Ah pictures worth waiting for....Millie is really gorgeous! x


----------



## TraceyT33 (Jun 25, 2012)

Thanks Jane.... she seems to have lightened in colour since her grooming... seems much paler in her face. we all adore her x


----------



## Muttley Brody (Feb 14, 2012)

Great photos


----------



## mairi1 (Mar 12, 2012)

Ahhh Tracey she is stunning 

Def worth the wait!!! 

xxx


----------



## Cat 53 (Aug 26, 2012)

She is gorgeous!


----------



## RuthMill (Jun 30, 2012)

What age is Millie now? Lovely girl!


----------



## Janev1000 (Oct 4, 2011)

TraceyT33 said:


> Thanks Jane.... she seems to have lightened in colour since her grooming... seems much paler in her face. we all adore her x


Their faces seem to fade fast. Biscuit had deep apricot patches around both eyes and through the top of his head which had pretty much gone by 6 months.

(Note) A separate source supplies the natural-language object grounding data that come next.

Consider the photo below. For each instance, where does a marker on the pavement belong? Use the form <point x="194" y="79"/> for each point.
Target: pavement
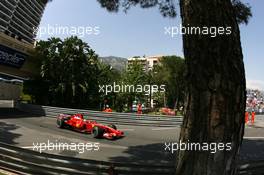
<point x="142" y="144"/>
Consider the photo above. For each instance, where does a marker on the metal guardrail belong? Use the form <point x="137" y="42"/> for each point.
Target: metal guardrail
<point x="31" y="162"/>
<point x="113" y="117"/>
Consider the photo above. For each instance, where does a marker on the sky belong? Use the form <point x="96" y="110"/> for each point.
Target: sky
<point x="142" y="32"/>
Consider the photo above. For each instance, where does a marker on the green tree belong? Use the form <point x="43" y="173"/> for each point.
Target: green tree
<point x="170" y="72"/>
<point x="216" y="91"/>
<point x="134" y="75"/>
<point x="70" y="70"/>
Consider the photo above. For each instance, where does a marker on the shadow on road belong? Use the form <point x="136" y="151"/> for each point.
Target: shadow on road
<point x="6" y="134"/>
<point x="6" y="113"/>
<point x="151" y="154"/>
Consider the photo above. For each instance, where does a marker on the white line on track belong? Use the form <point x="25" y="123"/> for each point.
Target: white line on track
<point x="159" y="129"/>
<point x="126" y="129"/>
<point x="253" y="137"/>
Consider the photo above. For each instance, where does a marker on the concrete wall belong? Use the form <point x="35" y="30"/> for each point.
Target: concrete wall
<point x="10" y="91"/>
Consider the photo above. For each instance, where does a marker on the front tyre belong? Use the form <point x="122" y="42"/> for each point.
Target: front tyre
<point x="112" y="126"/>
<point x="98" y="132"/>
<point x="60" y="123"/>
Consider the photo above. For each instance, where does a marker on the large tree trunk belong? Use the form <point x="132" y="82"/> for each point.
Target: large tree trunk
<point x="215" y="99"/>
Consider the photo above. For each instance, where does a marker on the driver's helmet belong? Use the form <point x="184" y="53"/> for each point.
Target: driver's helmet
<point x="79" y="116"/>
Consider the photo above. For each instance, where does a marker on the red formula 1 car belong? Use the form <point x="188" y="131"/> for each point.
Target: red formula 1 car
<point x="80" y="123"/>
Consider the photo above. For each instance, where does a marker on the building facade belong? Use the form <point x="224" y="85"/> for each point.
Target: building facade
<point x="19" y="18"/>
<point x="18" y="21"/>
<point x="147" y="62"/>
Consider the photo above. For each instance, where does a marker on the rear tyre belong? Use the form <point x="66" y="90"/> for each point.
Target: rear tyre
<point x="60" y="123"/>
<point x="112" y="126"/>
<point x="98" y="132"/>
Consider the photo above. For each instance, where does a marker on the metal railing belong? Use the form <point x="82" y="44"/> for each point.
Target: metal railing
<point x="113" y="117"/>
<point x="31" y="162"/>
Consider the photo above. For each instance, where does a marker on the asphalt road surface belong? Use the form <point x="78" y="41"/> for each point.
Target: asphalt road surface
<point x="141" y="144"/>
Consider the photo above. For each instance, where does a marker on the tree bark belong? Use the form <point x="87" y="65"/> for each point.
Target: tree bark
<point x="216" y="90"/>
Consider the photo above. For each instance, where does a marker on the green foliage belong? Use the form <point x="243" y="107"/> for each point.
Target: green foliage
<point x="171" y="73"/>
<point x="69" y="74"/>
<point x="168" y="7"/>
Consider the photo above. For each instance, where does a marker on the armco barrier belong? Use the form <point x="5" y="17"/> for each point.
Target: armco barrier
<point x="32" y="162"/>
<point x="114" y="117"/>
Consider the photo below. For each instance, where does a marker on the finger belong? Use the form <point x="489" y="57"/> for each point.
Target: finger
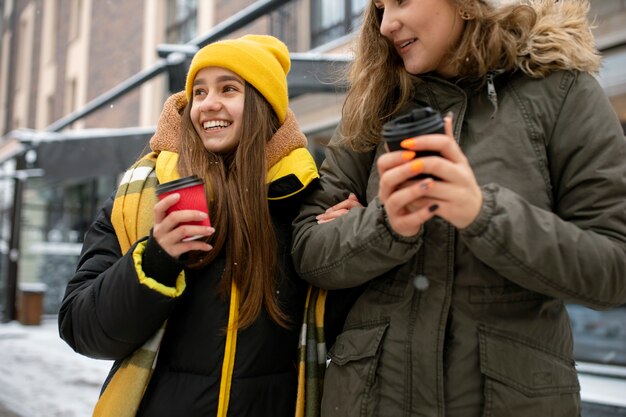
<point x="177" y="249"/>
<point x="447" y="124"/>
<point x="331" y="215"/>
<point x="348" y="203"/>
<point x="161" y="207"/>
<point x="396" y="177"/>
<point x="392" y="159"/>
<point x="444" y="144"/>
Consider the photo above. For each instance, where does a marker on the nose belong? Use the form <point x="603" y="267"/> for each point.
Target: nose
<point x="389" y="24"/>
<point x="211" y="103"/>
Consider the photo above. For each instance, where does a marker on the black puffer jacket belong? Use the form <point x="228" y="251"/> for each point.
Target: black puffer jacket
<point x="187" y="376"/>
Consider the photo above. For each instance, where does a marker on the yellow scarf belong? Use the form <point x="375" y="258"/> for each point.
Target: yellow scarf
<point x="132" y="219"/>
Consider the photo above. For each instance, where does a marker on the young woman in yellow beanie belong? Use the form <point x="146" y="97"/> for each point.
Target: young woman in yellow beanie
<point x="209" y="326"/>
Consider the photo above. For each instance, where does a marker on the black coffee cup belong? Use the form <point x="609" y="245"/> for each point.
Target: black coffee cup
<point x="419" y="121"/>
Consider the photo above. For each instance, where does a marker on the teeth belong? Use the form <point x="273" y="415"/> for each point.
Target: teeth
<point x="216" y="123"/>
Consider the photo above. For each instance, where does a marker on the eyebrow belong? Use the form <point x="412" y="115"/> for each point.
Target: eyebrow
<point x="221" y="79"/>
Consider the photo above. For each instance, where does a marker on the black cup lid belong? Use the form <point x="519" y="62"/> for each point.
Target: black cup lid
<point x="419" y="121"/>
<point x="179" y="183"/>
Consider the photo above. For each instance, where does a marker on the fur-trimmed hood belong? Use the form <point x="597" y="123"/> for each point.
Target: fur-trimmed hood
<point x="561" y="39"/>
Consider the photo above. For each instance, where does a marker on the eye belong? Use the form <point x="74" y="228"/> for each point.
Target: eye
<point x="230" y="88"/>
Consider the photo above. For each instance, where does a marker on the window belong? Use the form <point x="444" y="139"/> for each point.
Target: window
<point x="181" y="21"/>
<point x="331" y="19"/>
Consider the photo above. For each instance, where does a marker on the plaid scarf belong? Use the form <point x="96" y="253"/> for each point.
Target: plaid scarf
<point x="311" y="355"/>
<point x="132" y="219"/>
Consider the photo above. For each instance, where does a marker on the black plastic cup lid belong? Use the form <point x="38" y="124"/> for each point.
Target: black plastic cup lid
<point x="178" y="184"/>
<point x="417" y="122"/>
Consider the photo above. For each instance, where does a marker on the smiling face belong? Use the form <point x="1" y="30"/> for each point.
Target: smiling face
<point x="217" y="108"/>
<point x="423" y="32"/>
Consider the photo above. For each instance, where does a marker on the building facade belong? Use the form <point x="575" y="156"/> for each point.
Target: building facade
<point x="60" y="60"/>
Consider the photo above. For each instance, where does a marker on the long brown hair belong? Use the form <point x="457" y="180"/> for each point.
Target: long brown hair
<point x="238" y="207"/>
<point x="379" y="85"/>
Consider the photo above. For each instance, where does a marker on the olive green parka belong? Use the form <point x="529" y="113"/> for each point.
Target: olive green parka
<point x="489" y="333"/>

Now the deep patches on his body have almost gone and his ears have faded too!


----------



## Jedicrazy (Apr 26, 2011)

Miliie, Millie, what a pretty girl!


----------



## Duckdog (Jul 23, 2012)

hooray! Pictures of Millie!  She is just a total cutie pie, very very lovely furry poo face!


----------



## TraceyT33 (Jun 25, 2012)

Hi Millie is 18 weeks now.... time flies xxx


----------



## TraceyT33 (Jun 25, 2012)

ahhhh thank you everyone.... she is adorable and such a clever girl. xxx


----------



## KCsunshine (Apr 16, 2012)

At last! Awww, she is absolutely gorgeous, I love her little pretty face! Beautiful before and after her little groom. 

Thanks for posting.


----------



## mandym (Jun 5, 2011)

She is absolutely beautiful!! What a lovely coat she has x


----------